Todos los escritores son uno perfectos imbéciles. Por eso escriben; quiero decir que escriben cosas porque no las entienden
(Bukowski)
La tarde caía lenta; a lo lejos podía adivinarse el vuelo torpe de una parvada de patos silvestres; algún viento frío comenzaba a correr como presa de un miedo. Los perros de vez en cuando ladraban a la luna que comenzaba a salir en su más grande y roja forma. El árbol se mecía guiado por la música de la naturaleza. Mientras tanto, dos o tres rocas permanecían inmóviles como desde siempre.
–¿Acaso no siente usted el frío? –Preguntó un vecino al percatarse de mi presencia–, va a pescar un resfriado –agregó.
–Hola –me apuré a decir–, usted no se fije, ya estoy pronto a entrar a casa.
–Eso es bueno; ahorita como se disfruta algo caliente en las entrañas–. Entrañas, a quién se le ocurre utilizar tan fea palabra en una conversación; sólo a alguien sin cerebro o a algún tipo que carece de un repertorio más amplio.
–Si verdad –respondí.
Aquel tipo que decía decirse mi vecino empezó a caminar hacía donde yo estaba; en aquel momento no tenía que decir palabra alguna para evitar su intrusión en mi hogar. Lo cierto es que el frío era soportable, y por tanto no era para exagerar como lo hacía este sujeto.
–¿Cómo va esa novelita? –preguntó con cierto interés.
–Todo bien –tuve que contestar con desgana. No estoy acostumbrado a hablar sobre mis proyectos con gente que no lee.
–Me alegro; ya verá que cuando la publique se venderá como pan caliente.
–Como pan caliente. Eso espero –aunque a decir verdad nunca esperaba nada, me contento con el simple hecho de escribir y sentirme satisfecho conmigo mismo.
–¡Vamos!, pasemos adentro. Aquí hace un frío insoportable.
–Inmediatamente fui conducido por este molesto tipo al interior de mi casa. Cuando nos hallamos adentro él tomó asiento en mi sillón favorito; yo tuve que sentarme en la silla dura de mi mesa de trabajo.
–¿Cómo sigue Lizza?
–Bien, como siempre –poco soporto hablar de mi familia con extraños.
–Me da gusto –dijo sonriendo–, hace tanto que no la veo por aquí.
–Es que sale a trabajar, no es como nosotros que hacemos nada.
–Cierto.
–Espero terminar de escribir antes de que llegue; no creo que dilate –esperaba que entendiera la indirecta, pero el tipo se hacía el estúpido, o en verdad lo era.

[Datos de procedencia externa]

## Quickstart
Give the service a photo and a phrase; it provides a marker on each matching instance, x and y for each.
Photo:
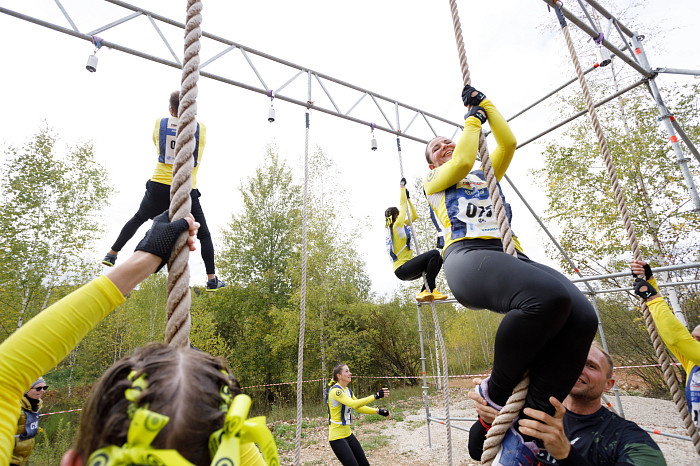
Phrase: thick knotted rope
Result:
(438, 331)
(177, 329)
(302, 311)
(662, 355)
(515, 403)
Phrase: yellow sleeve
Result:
(251, 456)
(156, 133)
(673, 333)
(414, 214)
(464, 156)
(42, 343)
(505, 140)
(340, 396)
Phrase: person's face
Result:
(440, 151)
(37, 392)
(593, 380)
(345, 375)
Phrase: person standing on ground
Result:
(157, 196)
(339, 400)
(28, 422)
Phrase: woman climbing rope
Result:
(398, 244)
(162, 404)
(548, 324)
(339, 399)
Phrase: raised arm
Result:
(47, 338)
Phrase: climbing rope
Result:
(438, 332)
(177, 328)
(302, 311)
(515, 403)
(661, 354)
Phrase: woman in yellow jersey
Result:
(548, 324)
(161, 405)
(340, 399)
(684, 345)
(398, 244)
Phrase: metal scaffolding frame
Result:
(630, 52)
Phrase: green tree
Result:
(49, 217)
(580, 196)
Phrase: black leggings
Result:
(548, 324)
(154, 202)
(428, 262)
(349, 451)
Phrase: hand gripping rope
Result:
(516, 401)
(661, 354)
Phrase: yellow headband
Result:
(224, 444)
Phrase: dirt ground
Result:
(405, 441)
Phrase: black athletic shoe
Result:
(109, 260)
(214, 284)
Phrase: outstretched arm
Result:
(47, 338)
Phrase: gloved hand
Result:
(161, 238)
(643, 289)
(467, 96)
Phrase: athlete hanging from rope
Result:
(398, 244)
(548, 324)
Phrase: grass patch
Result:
(374, 442)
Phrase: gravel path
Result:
(407, 440)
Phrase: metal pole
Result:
(665, 114)
(666, 268)
(425, 383)
(661, 285)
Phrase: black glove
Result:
(646, 292)
(467, 96)
(161, 238)
(478, 112)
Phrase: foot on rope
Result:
(515, 451)
(483, 391)
(478, 112)
(109, 260)
(424, 296)
(215, 283)
(471, 96)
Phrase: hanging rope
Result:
(177, 328)
(661, 354)
(515, 403)
(438, 332)
(302, 311)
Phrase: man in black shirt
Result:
(582, 431)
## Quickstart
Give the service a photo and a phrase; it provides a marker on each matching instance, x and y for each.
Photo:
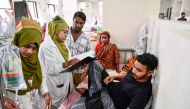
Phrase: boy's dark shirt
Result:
(130, 93)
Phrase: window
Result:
(6, 4)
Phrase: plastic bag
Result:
(11, 67)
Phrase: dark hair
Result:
(182, 13)
(105, 32)
(148, 60)
(80, 14)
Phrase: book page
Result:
(84, 55)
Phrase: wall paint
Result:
(123, 18)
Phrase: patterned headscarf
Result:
(54, 27)
(29, 32)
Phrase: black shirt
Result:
(130, 93)
(182, 19)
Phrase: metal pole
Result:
(2, 99)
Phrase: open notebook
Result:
(84, 58)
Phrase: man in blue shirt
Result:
(132, 92)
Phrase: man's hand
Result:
(108, 79)
(73, 61)
(9, 104)
(48, 101)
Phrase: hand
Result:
(108, 79)
(9, 104)
(118, 71)
(73, 61)
(48, 101)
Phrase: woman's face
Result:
(28, 50)
(63, 34)
(104, 38)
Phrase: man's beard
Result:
(140, 78)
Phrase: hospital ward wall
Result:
(170, 41)
(123, 18)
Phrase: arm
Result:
(48, 62)
(120, 76)
(44, 91)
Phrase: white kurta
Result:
(51, 62)
(31, 100)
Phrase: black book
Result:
(84, 58)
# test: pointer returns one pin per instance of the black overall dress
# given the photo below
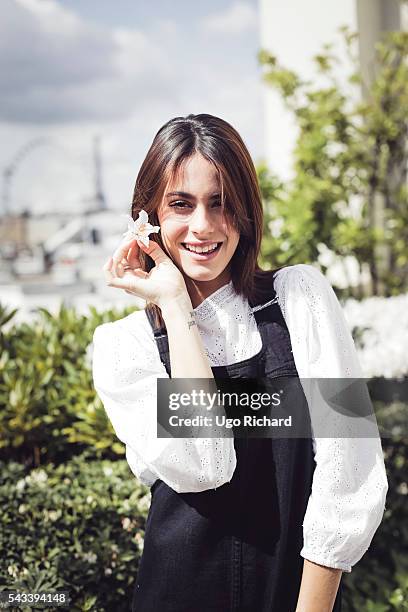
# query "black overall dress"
(235, 548)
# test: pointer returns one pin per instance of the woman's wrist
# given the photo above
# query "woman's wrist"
(181, 303)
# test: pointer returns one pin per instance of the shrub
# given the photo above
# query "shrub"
(48, 408)
(77, 527)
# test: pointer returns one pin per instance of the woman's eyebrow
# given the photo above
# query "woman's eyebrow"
(184, 194)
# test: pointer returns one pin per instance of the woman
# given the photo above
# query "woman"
(234, 524)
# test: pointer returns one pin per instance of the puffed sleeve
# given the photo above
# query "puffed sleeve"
(126, 365)
(349, 486)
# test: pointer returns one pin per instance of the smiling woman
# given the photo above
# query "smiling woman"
(265, 523)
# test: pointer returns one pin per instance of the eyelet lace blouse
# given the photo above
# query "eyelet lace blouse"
(349, 486)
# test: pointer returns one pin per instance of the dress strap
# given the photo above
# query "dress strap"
(160, 336)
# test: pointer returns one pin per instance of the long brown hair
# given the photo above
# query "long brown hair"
(218, 142)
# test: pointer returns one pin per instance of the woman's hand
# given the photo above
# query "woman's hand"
(161, 285)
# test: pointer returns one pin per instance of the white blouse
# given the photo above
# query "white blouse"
(349, 486)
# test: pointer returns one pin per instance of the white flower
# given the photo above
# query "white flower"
(141, 228)
(90, 557)
(20, 484)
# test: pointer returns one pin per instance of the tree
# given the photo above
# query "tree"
(350, 154)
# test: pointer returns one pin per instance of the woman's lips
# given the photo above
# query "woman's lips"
(203, 256)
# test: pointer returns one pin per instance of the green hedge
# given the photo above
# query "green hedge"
(76, 527)
(48, 408)
(49, 412)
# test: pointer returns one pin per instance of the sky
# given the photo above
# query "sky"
(75, 69)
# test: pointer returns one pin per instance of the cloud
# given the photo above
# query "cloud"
(59, 68)
(236, 19)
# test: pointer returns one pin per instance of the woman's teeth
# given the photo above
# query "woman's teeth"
(206, 249)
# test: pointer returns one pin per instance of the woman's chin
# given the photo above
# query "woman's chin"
(200, 276)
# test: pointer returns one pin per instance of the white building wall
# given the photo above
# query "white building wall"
(295, 31)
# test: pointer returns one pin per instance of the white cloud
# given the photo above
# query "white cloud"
(239, 17)
(66, 79)
(60, 68)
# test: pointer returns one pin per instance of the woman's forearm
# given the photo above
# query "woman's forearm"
(187, 355)
(318, 588)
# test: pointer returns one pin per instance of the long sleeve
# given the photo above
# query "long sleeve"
(349, 486)
(126, 365)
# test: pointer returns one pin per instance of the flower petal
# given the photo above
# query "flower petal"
(143, 216)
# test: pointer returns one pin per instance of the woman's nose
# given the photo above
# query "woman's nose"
(201, 221)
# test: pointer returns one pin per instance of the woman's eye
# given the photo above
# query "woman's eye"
(179, 204)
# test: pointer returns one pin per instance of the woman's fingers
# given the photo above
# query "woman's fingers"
(121, 253)
(132, 281)
(133, 256)
(154, 251)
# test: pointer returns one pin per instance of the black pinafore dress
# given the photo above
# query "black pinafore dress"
(235, 548)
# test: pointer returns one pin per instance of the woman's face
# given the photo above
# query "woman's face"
(192, 224)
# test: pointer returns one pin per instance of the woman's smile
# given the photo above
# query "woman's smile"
(194, 228)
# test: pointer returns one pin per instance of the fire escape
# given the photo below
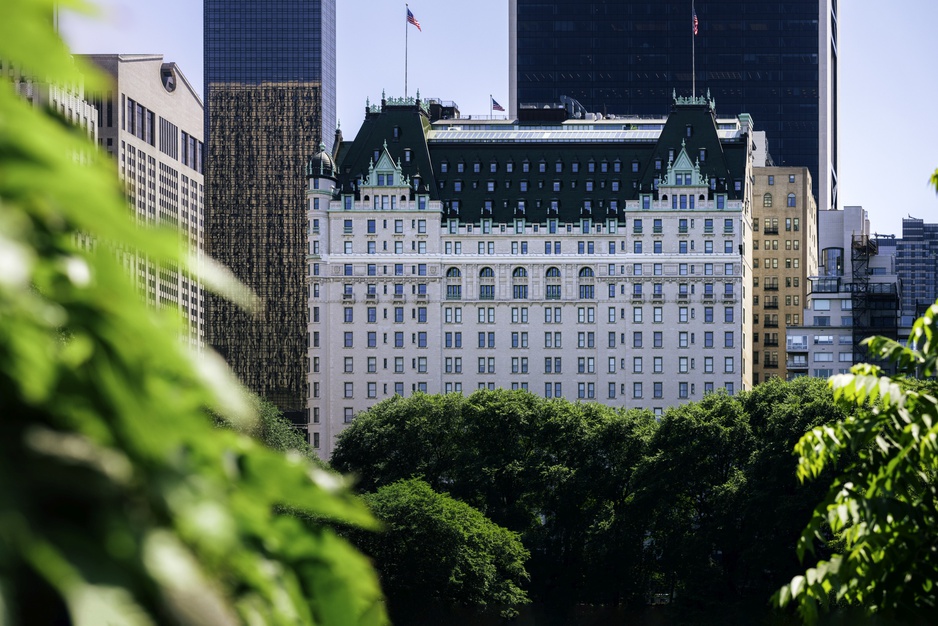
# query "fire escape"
(875, 305)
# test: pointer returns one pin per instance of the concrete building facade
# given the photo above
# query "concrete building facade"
(150, 121)
(855, 295)
(917, 266)
(785, 254)
(603, 261)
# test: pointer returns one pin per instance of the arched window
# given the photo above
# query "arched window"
(587, 288)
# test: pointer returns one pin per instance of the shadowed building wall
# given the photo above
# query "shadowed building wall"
(270, 95)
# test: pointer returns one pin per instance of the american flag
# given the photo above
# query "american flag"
(413, 20)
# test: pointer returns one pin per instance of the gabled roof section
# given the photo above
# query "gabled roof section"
(567, 170)
(394, 132)
(692, 128)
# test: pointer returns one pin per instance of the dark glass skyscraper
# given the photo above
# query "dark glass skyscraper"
(776, 61)
(270, 101)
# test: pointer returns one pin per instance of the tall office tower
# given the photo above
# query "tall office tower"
(150, 121)
(775, 60)
(917, 266)
(784, 255)
(270, 95)
(591, 260)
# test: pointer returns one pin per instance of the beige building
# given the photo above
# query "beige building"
(784, 252)
(151, 122)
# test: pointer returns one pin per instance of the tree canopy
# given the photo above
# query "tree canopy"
(882, 505)
(433, 546)
(614, 506)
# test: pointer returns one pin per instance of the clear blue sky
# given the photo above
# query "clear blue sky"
(888, 77)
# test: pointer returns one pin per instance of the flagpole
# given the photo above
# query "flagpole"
(693, 52)
(406, 29)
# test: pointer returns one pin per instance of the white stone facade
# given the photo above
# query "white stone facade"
(647, 310)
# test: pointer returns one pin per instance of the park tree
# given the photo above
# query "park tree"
(401, 438)
(882, 504)
(692, 485)
(120, 502)
(776, 504)
(433, 547)
(558, 473)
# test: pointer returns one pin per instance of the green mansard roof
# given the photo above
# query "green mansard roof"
(627, 154)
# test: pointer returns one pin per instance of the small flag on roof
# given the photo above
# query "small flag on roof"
(413, 20)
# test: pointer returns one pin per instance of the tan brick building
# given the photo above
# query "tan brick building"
(784, 253)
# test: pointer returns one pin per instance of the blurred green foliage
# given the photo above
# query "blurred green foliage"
(120, 502)
(883, 506)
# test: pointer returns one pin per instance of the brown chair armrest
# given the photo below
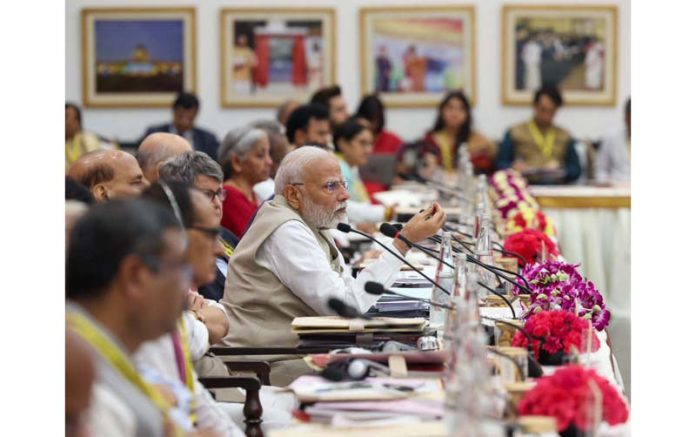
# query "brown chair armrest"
(228, 351)
(262, 369)
(252, 404)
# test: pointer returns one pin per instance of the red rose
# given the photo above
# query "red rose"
(566, 395)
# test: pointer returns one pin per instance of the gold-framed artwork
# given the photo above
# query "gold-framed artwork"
(571, 47)
(269, 55)
(137, 57)
(412, 56)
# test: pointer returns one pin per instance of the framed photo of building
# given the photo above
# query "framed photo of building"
(412, 56)
(269, 55)
(571, 47)
(137, 57)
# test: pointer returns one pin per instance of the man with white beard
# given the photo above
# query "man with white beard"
(287, 265)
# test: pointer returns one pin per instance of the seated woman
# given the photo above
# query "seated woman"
(454, 127)
(353, 142)
(245, 161)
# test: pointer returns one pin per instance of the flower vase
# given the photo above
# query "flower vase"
(554, 359)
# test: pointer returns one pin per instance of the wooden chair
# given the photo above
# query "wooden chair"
(253, 410)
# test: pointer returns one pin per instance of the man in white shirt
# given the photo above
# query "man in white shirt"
(613, 162)
(287, 265)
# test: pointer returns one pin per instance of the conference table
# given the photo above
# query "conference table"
(593, 225)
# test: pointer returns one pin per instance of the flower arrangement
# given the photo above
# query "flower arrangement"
(558, 285)
(556, 331)
(530, 243)
(531, 219)
(511, 193)
(566, 395)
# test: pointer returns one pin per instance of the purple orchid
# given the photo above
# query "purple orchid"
(557, 285)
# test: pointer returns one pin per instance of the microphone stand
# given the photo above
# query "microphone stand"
(344, 227)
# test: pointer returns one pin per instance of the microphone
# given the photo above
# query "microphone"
(390, 231)
(534, 367)
(344, 310)
(344, 227)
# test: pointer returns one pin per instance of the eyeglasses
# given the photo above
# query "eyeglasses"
(330, 187)
(213, 232)
(220, 193)
(182, 267)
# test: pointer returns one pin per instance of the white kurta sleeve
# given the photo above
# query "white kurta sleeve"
(293, 254)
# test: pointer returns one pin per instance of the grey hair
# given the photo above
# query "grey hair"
(185, 168)
(238, 142)
(292, 168)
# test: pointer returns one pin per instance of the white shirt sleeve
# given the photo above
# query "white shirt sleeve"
(362, 212)
(293, 254)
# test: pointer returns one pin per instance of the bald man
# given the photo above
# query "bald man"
(79, 376)
(157, 148)
(109, 174)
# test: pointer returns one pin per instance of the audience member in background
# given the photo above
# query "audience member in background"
(79, 377)
(332, 99)
(245, 161)
(613, 162)
(354, 145)
(452, 128)
(167, 362)
(198, 170)
(537, 148)
(288, 265)
(285, 109)
(185, 111)
(279, 148)
(126, 278)
(309, 123)
(76, 191)
(372, 109)
(109, 174)
(77, 141)
(157, 148)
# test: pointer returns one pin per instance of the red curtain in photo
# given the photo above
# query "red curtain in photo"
(263, 58)
(299, 63)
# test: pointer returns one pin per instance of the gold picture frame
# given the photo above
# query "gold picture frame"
(137, 57)
(571, 46)
(412, 56)
(269, 55)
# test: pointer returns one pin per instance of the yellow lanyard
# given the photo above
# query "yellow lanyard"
(73, 149)
(113, 355)
(545, 143)
(188, 367)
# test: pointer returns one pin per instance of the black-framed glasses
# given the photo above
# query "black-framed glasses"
(213, 232)
(330, 187)
(219, 193)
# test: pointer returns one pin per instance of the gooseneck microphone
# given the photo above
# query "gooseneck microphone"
(344, 310)
(390, 231)
(344, 227)
(534, 367)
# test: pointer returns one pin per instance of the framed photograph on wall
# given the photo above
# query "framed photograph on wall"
(137, 57)
(270, 55)
(571, 47)
(412, 56)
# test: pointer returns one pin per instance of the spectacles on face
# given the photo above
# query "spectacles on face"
(181, 267)
(330, 187)
(213, 232)
(219, 193)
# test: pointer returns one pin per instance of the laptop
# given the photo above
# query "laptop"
(380, 168)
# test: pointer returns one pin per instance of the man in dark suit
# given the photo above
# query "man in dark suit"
(185, 111)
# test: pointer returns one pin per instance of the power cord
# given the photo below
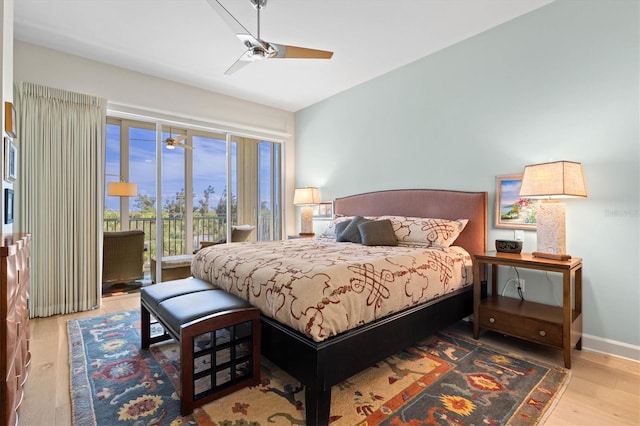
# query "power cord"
(516, 281)
(555, 296)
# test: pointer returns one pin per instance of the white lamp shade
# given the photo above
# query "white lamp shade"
(122, 189)
(560, 179)
(306, 196)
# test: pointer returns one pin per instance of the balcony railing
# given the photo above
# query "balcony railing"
(175, 236)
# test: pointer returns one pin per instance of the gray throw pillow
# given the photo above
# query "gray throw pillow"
(351, 233)
(340, 226)
(378, 233)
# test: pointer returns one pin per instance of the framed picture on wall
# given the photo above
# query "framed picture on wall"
(511, 210)
(10, 160)
(8, 205)
(10, 123)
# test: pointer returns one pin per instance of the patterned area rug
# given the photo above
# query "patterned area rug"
(444, 380)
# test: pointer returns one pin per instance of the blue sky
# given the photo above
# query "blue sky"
(209, 166)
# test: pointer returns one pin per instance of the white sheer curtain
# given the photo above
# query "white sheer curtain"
(60, 195)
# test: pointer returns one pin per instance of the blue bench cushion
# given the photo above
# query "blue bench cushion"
(155, 294)
(183, 309)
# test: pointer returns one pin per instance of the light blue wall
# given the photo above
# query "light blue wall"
(560, 83)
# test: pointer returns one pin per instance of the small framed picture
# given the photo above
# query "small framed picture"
(10, 160)
(8, 206)
(10, 123)
(511, 210)
(323, 211)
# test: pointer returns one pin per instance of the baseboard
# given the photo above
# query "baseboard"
(611, 347)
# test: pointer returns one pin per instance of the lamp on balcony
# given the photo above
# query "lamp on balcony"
(551, 181)
(122, 188)
(305, 197)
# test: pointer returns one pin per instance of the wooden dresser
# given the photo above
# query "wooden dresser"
(14, 326)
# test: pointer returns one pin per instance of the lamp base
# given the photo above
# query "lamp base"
(551, 232)
(551, 255)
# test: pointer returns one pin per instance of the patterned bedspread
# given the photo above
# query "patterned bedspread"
(323, 288)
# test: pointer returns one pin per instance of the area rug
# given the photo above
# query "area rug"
(444, 379)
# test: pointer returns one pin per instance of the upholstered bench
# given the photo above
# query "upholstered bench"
(218, 334)
(173, 267)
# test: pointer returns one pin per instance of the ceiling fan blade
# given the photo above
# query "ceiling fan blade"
(228, 18)
(242, 61)
(291, 52)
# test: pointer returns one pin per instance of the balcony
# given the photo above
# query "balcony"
(175, 240)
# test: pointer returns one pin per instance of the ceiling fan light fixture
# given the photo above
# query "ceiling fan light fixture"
(257, 48)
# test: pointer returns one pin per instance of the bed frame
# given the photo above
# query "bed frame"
(320, 365)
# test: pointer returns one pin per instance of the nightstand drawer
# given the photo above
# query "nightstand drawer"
(527, 328)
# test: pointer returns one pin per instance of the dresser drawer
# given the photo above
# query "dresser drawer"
(533, 329)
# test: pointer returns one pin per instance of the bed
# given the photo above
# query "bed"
(323, 356)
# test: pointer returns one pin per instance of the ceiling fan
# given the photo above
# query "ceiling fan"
(172, 141)
(258, 49)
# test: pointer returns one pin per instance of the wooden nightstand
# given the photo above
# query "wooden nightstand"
(559, 327)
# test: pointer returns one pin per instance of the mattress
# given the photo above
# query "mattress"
(322, 288)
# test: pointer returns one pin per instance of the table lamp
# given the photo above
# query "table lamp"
(550, 182)
(305, 197)
(122, 188)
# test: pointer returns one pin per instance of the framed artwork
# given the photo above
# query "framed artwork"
(511, 210)
(10, 160)
(323, 210)
(10, 122)
(8, 206)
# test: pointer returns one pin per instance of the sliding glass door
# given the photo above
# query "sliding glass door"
(209, 182)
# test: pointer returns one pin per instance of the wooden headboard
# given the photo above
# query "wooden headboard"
(426, 203)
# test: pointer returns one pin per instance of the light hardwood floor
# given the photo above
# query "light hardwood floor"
(603, 390)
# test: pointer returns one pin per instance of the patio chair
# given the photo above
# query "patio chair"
(122, 257)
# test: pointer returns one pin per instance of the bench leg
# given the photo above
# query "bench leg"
(145, 327)
(209, 325)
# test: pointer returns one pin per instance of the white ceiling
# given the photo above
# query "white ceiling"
(187, 41)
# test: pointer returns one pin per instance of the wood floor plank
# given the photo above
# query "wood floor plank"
(603, 389)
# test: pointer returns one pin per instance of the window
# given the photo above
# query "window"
(215, 177)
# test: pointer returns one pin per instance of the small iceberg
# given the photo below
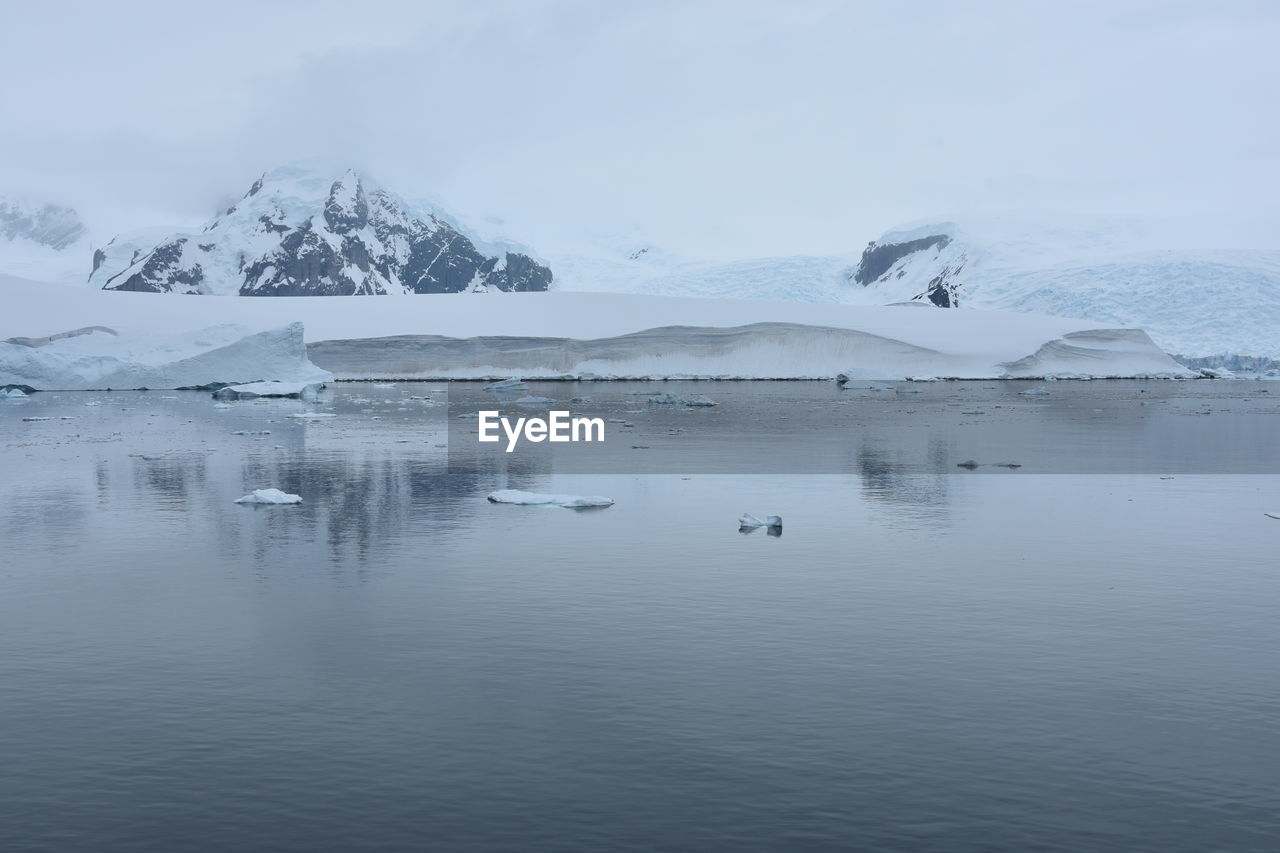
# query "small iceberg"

–Ojalá y ya pronto esté el cafecito –dijo cínicamente– ya hace falta, ¿verdad?
Lancé una leve risa para evitar contestar. Me levanté de mi lugar y fui a la biblioteca; regresé con un grueso volumen de Proust. Cuando lo vio el intruso inmediatamente me lo arrebató y empezó a hojearlo como si comprendiera la más mínima palabra.
–¿Vaya!, mi hijo tiene un libro como éste –dijo como si todos fueran capaces de soportar quel tiempo perdido.
–Pues a su hijo si que le gustan las cosas difíciles.
Pronto escuché que el auto de Lizza entraba. Me asomé por la ventana para corroborar su llegada.
–¿Ya llegó Lizza?
–Sí, y yo he hecho nada.
–No se preocupe, si quiere yo le hecho una mano para que no se ponga furiosa.
–No hace falta –respondí.
Toc-toc.
–Ya voy –corrí rápido a la puerta.
–Hola; ya regresé –dijo Lizza con tono cansado–, vaya día. ¿Tú qué tal?
–Todo bien. Tenemos visitas –con un leve gesto señalé al intruso.
–Buenas noches
–Buenas noches –respondió Lizza.
Los dos nos sentamos en sillas duras; el seguía en el silloncito. Largo rato platicamos de cosas aburridas para ver si se marchaba, sin embrago nuestros intentos no surtían efecto.
–Lindo auto el suyo –dijo de la nada el vecino.
–Sí, ya lo creo.
–¡Señor, me permitiría hablar a solas con mi esposo! –Lizza sonaba sería, hasta a mí me dio miedo.
–Sí, claro que sí. Yo me retiro –se levantó del sillón.
–Ande pues –dijo Lizza.
–Sí, está bien –contesté yo.
Cuando escuchamos que cerró la puerta abracé a Lizza. Ella enseguida se fue a dormir mientras que yo trataba de buscar el tiempo perdido.